NEW YORK — Things have come full circle for Stephen Schwartz. The composer/lyricist's first musical debuted on Broadway in October 1972. Four decades later, “Pippin” is a hit once again and won the 2013 Tony Award as Best Musical Revival.
While many Broadway musicals of the late 1960s and early 1970s enjoyed considerable popularity at the time, the most notable being “Hair” and “Jesus Christ Superstar,” their rock scores labeled them as undeniable products of their era.
As their influence waned, many insiders believed they would be consigned to an ever-growing list of musicals that had few chances of being revived. Curiously, both returned to Broadway in the past few seasons.
“Pippin” would likely have suffered a similar fate had it not been for Diane Paulus' innovative staging. The current production makes considerable use of circus elements that transform the slender narrative into a joyous and visually compelling evening of theater.
The musical tells the story of King Charlemagne's son Pippin, a young prince who seeks meaning in his life, or as he proclaims, his “corner of the sky.” On his journey, Pippin experiences war, promiscuity, art and religion, but ultimately decides that the extraordinary life he envisioned for himself is not to be. Pippin finally finds happiness creating a life with a widow and her son.
The Leading Player, winningly portrayed by Patina Miller, a performer who won a Tony Award for her role, functions as convivial guide while providing witty commentary about the proceedings. She offers a new but equally valid take on the role originated by Ben Vereen in 1972.

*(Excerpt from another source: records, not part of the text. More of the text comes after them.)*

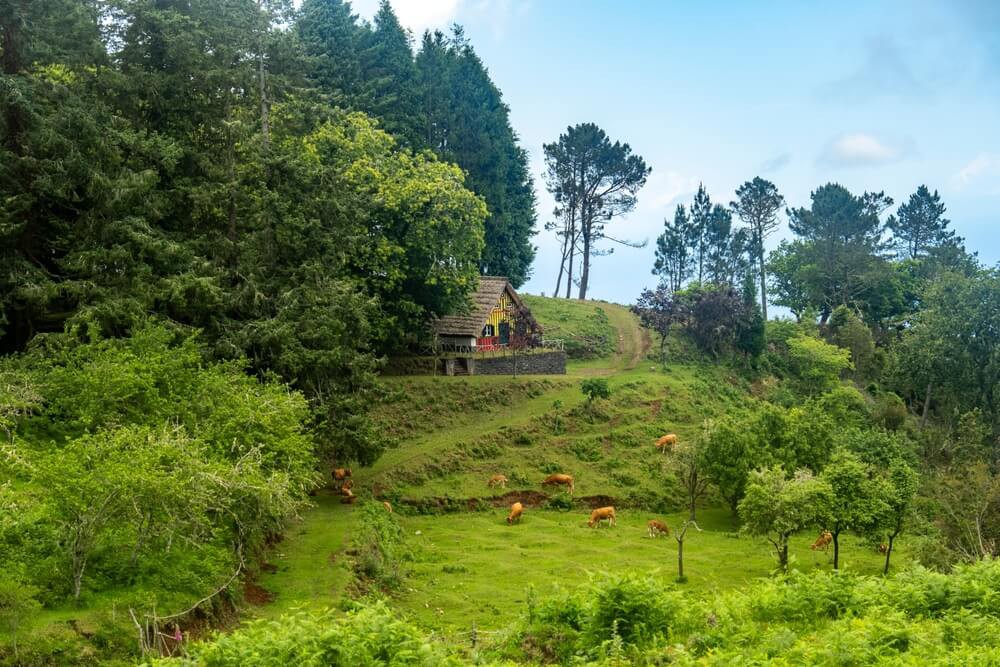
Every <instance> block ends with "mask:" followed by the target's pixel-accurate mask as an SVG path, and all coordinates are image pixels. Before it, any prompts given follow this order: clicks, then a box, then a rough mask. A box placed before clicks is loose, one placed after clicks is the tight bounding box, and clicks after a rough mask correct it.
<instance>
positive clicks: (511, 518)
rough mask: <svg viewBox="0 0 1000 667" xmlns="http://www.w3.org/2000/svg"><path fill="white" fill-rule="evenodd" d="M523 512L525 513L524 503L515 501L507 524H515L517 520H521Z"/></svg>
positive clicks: (523, 513)
mask: <svg viewBox="0 0 1000 667" xmlns="http://www.w3.org/2000/svg"><path fill="white" fill-rule="evenodd" d="M522 514H524V505H522V504H521V503H514V504H513V505H511V506H510V514H509V515H507V525H508V526H513V525H514V522H515V521H520V520H521V515H522Z"/></svg>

The other standout from the original production was Irene Ryan, better known as the family matriarch on the television sitcom “The Beverly Hillbillies.” Andrea Martin ably fills Ryan's shoes and brings a vivid theatricality to her role as Pippin's “Granny.”
She stops the show with her inimitable version of “No Time at All,” a rousing number in which she invites the audience to sing along, “but just on the chorus,” she cautions. “The verses are mine.”
Terrence Mann brings crusty humor to his role as Charlemagne, while his real-life wife Charlotte d'Amboise is a scheming Fastrada, Pippin's stepmother who wants to see her son Lewis inherit the throne. Rachel Bay Jones' ditzy approach to Catherine lends considerable humor to the part.
British actor Matthew James Thomas makes a fine impression in the title role, particularly with his attractive and powerful voice, heard most notably in the lovely ballads “With You” and “Morning Glow,” as well as in the spirited “Corner of the Sky” and “Extraordinary.”
Outfitted with new orchestrations by Larry Hochman, “Pippin” takes Schwartz's familiar melodies and gives them a contemporary sensibility. Add a cast that possesses an abundance of vocal talents and the score sparkles anew.
Like Schwartz's “Godspell,” “Pippin” is the kind of show that lends itself to novel approaches. Gypsy Snider's circus elements and Paulus' remarkable stage pictures transform “Pippin” into an exciting production that should easily satisfy 21st-century audiences seeking a nontraditional theatrical experience.